Examining Duck Typing and Polymorphism

00:00 In this lesson, you get to know what polymorphism is and how duck typing is one of the ways you can implement it.

00:07 Let’s start with polymorphism. The word might sound fancy, but the idea is straightforward. Polymorphism lets a function handle objects of any type, as long as they share the same behavior, and it adapts its behavior based on the object’s capabilities.

00:22 You’ll find different forms of polymorphism in object-oriented programming. For example, you’ve probably seen polymorphism being implemented using inheritance before.

00:32 Let’s go back to the example that you just saw in the previous lesson. The albatross, the duck, and swan that could fly and swim. Using inheritance, you can create a base class Bird that enforces the subclasses to have the methods swim() and fly().

00:50 If the subclasses don’t have these methods, you’d get a NotImplementedError. Then you can create subclasses of Bird like Duck, Swan, and Albatross that have their own swim() and fly() methods, like Duck would say the duck is swimming.

01:06 In other words, you’re using a base class to create an interface here.

01:12 When you go ahead and create instances of Duck, Swan, and Albatross, they all have fly() and swim() methods since they come from the same base class Bird.

01:22 When you use fly() and swim() on them, it works. The duck is flying, the duck is swimming, etc.

01:30 Duck typing is another way to achieve polymorphism in Python that doesn’t require inheritance. It works by allowing different objects to use the same methods as long as they define them.

01:43 You’ve actually seen this example before in the previous lessons. You’re doing exactly the same thing as before, but without creating any base class and inheriting from it.

01:52 You have separate classes here that don’t share any base classes, yet they all have fly() and swim() methods. Since they all have the needed methods, you can treat them exactly the same.

02:06 When you create instances and use fly() and swim() on them, it works and you get exactly the same results as before.
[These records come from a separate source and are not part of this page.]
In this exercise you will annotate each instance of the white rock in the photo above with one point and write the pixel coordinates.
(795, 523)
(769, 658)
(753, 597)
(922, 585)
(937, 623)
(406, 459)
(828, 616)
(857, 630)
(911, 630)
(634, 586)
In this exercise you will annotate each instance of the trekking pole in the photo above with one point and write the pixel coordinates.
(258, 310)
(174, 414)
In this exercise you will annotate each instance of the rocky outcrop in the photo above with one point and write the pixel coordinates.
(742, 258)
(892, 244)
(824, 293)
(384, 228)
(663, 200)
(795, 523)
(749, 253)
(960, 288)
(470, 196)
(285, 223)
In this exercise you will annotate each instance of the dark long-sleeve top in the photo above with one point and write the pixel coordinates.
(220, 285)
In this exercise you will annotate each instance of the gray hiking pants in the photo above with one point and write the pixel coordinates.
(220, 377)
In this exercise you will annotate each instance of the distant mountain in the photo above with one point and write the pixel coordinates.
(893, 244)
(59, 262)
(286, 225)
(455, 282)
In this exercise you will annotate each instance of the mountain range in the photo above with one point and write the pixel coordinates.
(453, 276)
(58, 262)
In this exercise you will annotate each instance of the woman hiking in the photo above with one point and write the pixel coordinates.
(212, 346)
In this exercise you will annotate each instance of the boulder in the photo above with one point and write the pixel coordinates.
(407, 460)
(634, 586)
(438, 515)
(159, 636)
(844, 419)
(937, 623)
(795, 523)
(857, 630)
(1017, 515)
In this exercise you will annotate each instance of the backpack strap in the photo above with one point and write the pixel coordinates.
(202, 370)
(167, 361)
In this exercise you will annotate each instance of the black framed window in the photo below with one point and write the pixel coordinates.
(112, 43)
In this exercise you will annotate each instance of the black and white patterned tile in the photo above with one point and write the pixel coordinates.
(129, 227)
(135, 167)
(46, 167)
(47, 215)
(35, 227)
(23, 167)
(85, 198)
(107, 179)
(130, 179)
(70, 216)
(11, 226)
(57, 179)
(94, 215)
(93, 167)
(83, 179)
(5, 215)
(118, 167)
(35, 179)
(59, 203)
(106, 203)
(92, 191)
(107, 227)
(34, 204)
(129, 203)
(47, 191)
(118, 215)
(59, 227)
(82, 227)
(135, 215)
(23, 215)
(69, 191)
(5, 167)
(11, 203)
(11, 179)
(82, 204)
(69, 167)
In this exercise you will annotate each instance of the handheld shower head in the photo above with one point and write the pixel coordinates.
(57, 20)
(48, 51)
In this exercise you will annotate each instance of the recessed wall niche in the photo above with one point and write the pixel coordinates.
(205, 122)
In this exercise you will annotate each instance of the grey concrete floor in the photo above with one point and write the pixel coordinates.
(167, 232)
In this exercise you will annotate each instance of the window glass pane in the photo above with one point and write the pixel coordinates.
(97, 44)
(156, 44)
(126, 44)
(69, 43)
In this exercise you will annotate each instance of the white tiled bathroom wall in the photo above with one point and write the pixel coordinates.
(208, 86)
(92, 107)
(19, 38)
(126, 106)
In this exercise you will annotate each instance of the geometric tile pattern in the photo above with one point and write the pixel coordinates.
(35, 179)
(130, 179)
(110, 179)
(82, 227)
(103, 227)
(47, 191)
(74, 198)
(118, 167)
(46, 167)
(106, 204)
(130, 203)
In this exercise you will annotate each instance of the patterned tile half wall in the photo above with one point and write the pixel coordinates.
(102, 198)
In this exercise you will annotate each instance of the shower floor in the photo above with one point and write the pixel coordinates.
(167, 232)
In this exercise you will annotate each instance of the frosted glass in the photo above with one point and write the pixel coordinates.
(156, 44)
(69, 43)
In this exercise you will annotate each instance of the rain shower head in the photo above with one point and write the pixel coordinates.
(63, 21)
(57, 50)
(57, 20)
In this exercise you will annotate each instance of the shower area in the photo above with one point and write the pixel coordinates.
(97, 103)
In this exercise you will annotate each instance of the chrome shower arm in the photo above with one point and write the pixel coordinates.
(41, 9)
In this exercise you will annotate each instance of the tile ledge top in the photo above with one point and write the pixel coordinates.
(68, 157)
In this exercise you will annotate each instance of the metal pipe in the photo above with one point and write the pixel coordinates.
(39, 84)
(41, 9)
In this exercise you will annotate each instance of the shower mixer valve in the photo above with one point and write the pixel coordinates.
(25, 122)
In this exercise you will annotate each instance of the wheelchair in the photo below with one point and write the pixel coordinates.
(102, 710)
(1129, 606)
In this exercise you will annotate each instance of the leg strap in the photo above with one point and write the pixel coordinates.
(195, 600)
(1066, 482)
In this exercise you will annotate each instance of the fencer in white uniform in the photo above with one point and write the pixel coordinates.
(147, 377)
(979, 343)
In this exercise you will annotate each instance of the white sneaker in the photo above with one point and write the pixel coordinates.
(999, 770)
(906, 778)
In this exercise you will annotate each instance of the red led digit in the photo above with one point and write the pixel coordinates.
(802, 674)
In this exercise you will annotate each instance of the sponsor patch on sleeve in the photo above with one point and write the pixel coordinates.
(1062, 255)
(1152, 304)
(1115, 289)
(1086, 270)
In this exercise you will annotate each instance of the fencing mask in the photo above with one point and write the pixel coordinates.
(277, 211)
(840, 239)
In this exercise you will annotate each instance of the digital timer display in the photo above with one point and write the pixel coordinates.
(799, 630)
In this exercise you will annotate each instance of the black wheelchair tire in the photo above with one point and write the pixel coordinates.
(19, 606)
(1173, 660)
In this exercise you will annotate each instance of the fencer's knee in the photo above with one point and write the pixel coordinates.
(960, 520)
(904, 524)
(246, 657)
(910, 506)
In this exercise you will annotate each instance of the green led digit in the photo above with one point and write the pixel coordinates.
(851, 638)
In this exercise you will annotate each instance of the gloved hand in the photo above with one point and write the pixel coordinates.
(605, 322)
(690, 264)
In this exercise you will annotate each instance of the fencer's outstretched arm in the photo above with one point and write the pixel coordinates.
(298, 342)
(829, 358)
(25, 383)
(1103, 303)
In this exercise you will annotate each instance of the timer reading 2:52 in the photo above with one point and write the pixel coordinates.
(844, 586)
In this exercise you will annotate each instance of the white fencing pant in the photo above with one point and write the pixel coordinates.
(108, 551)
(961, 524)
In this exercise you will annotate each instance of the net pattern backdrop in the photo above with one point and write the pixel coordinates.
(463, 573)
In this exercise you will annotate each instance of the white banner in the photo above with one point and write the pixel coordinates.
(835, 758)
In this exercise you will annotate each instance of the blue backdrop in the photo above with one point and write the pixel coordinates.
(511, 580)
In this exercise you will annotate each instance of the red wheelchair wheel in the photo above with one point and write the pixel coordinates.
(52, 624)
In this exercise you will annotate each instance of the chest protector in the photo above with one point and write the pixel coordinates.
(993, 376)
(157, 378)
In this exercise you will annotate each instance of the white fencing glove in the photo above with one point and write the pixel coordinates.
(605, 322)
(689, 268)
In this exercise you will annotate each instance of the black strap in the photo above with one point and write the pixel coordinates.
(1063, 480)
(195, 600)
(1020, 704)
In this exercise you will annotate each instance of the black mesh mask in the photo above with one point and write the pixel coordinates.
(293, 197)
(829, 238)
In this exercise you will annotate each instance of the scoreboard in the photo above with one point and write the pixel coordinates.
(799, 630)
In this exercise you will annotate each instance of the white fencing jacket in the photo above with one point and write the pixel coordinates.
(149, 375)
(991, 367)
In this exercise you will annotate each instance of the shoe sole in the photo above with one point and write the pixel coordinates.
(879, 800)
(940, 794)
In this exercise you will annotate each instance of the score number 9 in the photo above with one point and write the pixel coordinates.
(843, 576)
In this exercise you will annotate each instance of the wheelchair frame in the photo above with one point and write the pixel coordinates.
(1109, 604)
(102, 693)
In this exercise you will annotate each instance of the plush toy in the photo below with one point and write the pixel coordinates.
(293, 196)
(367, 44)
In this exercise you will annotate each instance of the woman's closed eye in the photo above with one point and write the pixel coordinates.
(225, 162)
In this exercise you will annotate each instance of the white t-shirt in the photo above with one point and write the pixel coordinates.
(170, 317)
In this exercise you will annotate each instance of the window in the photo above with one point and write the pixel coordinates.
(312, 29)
This is implementing polymorphism using duck typing in action.

02:20 Duck typing isn’t just a cool concept. It actually makes your code more flexible and easier to work with, and here’s why. Flexibility: you can use different objects interchangeably as long as they have the right behavior.
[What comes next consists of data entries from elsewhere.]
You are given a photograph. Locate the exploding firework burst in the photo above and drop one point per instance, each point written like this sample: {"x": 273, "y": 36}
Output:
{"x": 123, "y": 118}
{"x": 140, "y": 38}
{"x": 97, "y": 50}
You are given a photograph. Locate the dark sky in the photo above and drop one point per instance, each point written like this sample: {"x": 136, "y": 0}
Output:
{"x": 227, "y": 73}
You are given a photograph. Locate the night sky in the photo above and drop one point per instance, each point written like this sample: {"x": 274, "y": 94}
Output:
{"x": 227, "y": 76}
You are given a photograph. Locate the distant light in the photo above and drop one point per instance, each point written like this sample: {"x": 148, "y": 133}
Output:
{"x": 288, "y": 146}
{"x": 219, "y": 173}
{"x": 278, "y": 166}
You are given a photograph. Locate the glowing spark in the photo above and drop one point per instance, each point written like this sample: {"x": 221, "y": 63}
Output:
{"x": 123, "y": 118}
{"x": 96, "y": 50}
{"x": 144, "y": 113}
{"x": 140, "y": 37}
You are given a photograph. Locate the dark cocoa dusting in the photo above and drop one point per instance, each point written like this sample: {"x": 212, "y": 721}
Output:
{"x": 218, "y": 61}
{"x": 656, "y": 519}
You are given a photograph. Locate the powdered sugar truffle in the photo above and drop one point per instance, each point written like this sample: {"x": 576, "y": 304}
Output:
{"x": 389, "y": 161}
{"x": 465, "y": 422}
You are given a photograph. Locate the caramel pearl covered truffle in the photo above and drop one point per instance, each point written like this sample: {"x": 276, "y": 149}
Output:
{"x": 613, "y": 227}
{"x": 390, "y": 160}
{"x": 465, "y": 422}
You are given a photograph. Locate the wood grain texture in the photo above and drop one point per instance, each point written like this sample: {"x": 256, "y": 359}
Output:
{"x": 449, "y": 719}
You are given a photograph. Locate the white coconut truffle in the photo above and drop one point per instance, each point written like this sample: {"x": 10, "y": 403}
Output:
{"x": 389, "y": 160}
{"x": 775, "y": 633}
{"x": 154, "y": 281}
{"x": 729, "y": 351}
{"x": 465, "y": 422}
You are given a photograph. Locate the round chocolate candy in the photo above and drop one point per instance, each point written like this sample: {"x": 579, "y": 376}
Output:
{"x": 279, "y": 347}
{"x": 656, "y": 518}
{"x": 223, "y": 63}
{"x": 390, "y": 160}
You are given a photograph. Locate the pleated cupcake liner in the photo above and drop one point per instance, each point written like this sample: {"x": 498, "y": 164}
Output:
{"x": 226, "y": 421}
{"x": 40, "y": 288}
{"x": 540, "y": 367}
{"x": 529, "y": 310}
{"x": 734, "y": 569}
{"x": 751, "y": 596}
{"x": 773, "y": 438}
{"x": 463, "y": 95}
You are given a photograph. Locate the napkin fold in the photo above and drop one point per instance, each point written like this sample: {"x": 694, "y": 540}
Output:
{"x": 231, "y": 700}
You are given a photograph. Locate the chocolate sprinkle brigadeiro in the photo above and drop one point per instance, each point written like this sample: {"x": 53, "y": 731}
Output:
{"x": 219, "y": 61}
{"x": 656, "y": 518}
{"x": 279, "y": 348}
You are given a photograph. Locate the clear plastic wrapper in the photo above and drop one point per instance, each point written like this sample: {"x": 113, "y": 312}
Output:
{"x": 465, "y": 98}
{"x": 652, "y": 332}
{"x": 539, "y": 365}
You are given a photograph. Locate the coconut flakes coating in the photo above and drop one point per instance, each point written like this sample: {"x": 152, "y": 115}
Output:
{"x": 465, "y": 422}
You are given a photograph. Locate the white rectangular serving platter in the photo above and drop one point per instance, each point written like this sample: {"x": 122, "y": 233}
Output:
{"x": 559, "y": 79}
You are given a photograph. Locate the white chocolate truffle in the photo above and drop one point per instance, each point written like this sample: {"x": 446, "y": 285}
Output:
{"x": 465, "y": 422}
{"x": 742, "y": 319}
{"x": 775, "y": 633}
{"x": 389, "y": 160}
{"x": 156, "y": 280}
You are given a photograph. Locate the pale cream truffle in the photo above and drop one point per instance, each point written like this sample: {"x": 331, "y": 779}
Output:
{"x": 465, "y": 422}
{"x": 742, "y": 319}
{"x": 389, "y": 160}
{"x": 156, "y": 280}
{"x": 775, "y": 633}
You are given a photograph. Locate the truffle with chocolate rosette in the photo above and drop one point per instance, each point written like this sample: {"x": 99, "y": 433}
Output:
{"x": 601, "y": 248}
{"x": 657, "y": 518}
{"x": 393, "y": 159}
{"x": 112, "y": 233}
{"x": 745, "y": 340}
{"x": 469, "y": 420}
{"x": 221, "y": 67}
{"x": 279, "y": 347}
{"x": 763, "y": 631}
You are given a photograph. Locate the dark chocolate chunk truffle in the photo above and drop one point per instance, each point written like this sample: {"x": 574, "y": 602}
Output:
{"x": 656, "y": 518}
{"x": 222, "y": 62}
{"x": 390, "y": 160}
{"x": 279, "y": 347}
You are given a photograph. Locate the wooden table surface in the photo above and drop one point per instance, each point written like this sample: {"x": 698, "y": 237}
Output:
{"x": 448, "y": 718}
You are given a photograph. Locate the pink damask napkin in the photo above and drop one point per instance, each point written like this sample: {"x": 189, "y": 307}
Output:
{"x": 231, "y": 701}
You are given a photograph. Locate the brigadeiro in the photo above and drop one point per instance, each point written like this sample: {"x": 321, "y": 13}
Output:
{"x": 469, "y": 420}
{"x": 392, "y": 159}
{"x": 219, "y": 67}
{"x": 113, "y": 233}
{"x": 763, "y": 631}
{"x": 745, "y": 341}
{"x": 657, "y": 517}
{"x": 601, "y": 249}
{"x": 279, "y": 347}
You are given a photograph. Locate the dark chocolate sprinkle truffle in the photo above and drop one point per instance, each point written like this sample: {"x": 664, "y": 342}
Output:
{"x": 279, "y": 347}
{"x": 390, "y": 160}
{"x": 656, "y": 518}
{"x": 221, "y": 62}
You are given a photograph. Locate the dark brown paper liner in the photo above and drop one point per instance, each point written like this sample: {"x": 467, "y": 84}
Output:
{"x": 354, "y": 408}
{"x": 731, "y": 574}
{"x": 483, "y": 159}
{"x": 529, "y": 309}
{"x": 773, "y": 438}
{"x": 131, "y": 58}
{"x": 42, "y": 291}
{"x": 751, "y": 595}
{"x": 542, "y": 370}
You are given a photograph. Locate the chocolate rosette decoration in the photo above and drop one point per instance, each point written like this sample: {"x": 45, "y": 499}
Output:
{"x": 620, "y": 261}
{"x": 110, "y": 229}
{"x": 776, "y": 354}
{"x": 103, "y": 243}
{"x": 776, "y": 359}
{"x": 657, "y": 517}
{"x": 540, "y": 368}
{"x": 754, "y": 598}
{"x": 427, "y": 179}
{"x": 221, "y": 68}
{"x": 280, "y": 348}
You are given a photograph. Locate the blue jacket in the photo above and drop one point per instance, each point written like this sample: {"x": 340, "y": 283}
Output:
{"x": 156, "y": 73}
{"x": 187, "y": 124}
02:33 No need to worry about their exact types. Simplicity: Instead of focusing on what class an object belongs to, you just care about what it does. Code reuse: you can reuse classes in different contexts without forcing them into a rigid inheritance structure.

02:50 Easier prototyping: You can create objects with necessary behavior and skip complex type definitions.

02:59 But of course, duck typing isn’t perfect. Here’s what to watch out for: runtime errors. If an object is missing a required method, your code won’t fail until execution time.

03:11 Python won’t warn you in advance. Lack of explicitness: without clear type definitions, it can be harder to tell which methods an object should have just by looking at it.

03:24 Maintenance issues: as your project grows, keeping track of which object supports which behavior can get really tricky. Now, you’ll see concrete examples of these downsides and the alternatives soon, but for now, the key takeaway is this—duck typing makes your code more dynamic, but it also requires careful handling to avoid unexpected errors.